On her blog, journalist Marcy Wheeler helpfully tallied the twenty-seven states whose governors have imposed stay-at-home orders during the COVID-19 pandemic. Virginia joined this group late Monday. I have used her data, and figures from Johns Hopkins University on the number of identified cases, to do a quick analysis of the political forces driving the decision to impose such orders.
I used simple binary logit models for these tests. The predictors include whether each state’s governor and legislature is controlled by Democrats, the February net job approval rating (approve – disapprove) for Donald Trump in each state from Morning Consult, and the number of reported cases in each state as of March 15th and March 30th. Model (1) below includes all these factors; model (2) includes just the two that proved significant.
As you can see, only two factors proved nominally “significant,” whether the governor is a Democrat, and Trump’s approval rating in the state. States with Democratic governors, and those where Trump’s net job approval is negative (“underwater”), are more likely to have instituted a stay-at-home policy. The number of COVID-19 cases surprisingly did not seem to matter. (Using the logarithms of the number of cases did not improve things nor did looking at rates of growth.)

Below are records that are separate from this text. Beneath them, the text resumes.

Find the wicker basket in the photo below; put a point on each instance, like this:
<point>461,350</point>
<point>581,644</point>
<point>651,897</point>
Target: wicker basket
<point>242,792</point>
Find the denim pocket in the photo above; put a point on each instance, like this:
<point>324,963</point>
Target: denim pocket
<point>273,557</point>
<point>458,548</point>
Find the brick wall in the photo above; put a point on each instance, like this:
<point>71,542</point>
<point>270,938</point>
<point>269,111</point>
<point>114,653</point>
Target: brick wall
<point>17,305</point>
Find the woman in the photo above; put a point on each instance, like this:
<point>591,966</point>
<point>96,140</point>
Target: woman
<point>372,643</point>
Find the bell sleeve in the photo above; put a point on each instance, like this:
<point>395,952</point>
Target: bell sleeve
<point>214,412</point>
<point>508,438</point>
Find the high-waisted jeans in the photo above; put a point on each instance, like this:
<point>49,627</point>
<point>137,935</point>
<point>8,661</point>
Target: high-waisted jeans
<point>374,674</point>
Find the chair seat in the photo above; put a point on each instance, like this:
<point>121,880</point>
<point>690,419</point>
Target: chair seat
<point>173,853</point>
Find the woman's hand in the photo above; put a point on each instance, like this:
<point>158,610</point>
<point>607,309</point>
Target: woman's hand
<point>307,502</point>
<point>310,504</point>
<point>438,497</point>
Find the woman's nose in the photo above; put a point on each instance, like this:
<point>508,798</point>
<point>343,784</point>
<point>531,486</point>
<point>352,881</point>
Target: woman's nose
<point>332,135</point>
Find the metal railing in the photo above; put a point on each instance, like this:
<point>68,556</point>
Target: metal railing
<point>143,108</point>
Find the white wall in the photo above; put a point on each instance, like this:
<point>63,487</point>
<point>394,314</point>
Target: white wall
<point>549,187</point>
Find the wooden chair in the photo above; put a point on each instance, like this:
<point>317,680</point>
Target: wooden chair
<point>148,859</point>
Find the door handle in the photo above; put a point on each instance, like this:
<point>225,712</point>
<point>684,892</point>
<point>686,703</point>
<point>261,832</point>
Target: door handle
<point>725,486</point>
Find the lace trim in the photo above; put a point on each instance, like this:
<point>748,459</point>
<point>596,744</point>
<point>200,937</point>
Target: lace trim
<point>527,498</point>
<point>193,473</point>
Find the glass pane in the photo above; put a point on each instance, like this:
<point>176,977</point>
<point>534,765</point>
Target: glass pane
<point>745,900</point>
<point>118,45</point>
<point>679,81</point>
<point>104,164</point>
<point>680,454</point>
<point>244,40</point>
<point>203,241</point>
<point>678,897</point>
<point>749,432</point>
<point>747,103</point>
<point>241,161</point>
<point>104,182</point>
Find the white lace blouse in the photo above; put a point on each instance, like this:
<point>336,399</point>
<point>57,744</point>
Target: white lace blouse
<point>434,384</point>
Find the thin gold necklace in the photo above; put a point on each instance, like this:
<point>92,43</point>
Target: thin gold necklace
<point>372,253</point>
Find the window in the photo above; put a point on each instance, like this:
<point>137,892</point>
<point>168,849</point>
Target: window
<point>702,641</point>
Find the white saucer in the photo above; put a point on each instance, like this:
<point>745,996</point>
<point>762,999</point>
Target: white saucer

Using these results, I have generated the predicted probability that each state will have instituted a stay-at-home order and compared those predictions to the actual policies.

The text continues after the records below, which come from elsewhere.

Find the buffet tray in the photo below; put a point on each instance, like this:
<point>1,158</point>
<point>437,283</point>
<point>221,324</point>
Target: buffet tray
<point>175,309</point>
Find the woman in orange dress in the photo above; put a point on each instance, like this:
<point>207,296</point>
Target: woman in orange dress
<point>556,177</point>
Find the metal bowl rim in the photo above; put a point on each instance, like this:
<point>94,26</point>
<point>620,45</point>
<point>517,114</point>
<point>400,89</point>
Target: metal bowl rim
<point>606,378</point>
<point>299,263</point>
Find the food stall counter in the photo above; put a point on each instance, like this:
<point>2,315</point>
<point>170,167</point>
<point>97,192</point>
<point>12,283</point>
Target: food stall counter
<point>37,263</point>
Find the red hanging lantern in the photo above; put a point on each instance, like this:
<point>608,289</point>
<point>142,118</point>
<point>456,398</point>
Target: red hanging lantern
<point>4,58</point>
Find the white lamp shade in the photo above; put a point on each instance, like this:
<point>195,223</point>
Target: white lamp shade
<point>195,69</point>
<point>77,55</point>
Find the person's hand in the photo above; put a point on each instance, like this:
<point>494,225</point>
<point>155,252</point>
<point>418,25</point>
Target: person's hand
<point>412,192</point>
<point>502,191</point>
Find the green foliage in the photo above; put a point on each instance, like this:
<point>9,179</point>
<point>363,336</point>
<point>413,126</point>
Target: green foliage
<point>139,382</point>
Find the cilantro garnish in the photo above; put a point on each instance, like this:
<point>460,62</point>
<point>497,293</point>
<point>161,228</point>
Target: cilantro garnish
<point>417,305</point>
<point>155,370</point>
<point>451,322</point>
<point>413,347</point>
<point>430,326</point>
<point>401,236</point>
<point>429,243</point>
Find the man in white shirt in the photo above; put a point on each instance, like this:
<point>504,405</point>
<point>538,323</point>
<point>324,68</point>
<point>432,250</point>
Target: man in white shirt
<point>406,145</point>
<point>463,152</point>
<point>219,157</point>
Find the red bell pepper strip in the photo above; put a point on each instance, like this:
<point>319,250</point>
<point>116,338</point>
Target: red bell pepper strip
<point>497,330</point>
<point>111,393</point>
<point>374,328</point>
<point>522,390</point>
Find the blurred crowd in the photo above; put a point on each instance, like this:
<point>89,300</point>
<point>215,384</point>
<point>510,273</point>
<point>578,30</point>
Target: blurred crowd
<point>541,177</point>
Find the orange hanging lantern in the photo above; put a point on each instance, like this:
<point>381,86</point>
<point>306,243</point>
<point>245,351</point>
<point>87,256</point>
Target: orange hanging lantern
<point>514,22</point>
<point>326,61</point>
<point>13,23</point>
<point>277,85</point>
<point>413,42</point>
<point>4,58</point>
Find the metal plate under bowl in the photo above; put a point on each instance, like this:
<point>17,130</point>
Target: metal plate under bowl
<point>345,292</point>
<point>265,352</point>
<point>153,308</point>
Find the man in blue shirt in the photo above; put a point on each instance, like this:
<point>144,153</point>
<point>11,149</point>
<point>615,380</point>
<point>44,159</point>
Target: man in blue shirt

There are ten states where the predicted policy does not match the actual decision. Thirty-three states are predicted to have imposed stay-at-home orders, but only twenty-eight have done so. Democratic strongholds like California and New York all have predicted probabilities above 0.9. However Nevada, Maine, Pennsylvania, Massachusetts, and Kentucky should all have instituted stay-at-home policies but have yet to do so. In contrast, the governors of West Virginia, Idaho, Indiana, Alaska, and Ohio have all instituted such policies despite the political context of their states.
We can use the same set of predictors to estimate the duration of a state quarantine. Here I use a “Tobit” model, which handles dependent variables with zero lower bounds. States without a quarantine are coded zero on the duration variable.
The general pattern here is the same as for whether a quarantine was imposed. However, the growth in cases between 3/15 and 3/30 has a weak statistical relationship with duration. Because the case figures are expressed as base-10 logarithms, the coefficient of 26.8 implies that a state whose caseload grew by a factor of ten during the latter half of March would impose a quarantine of 26.8 days, other things equal.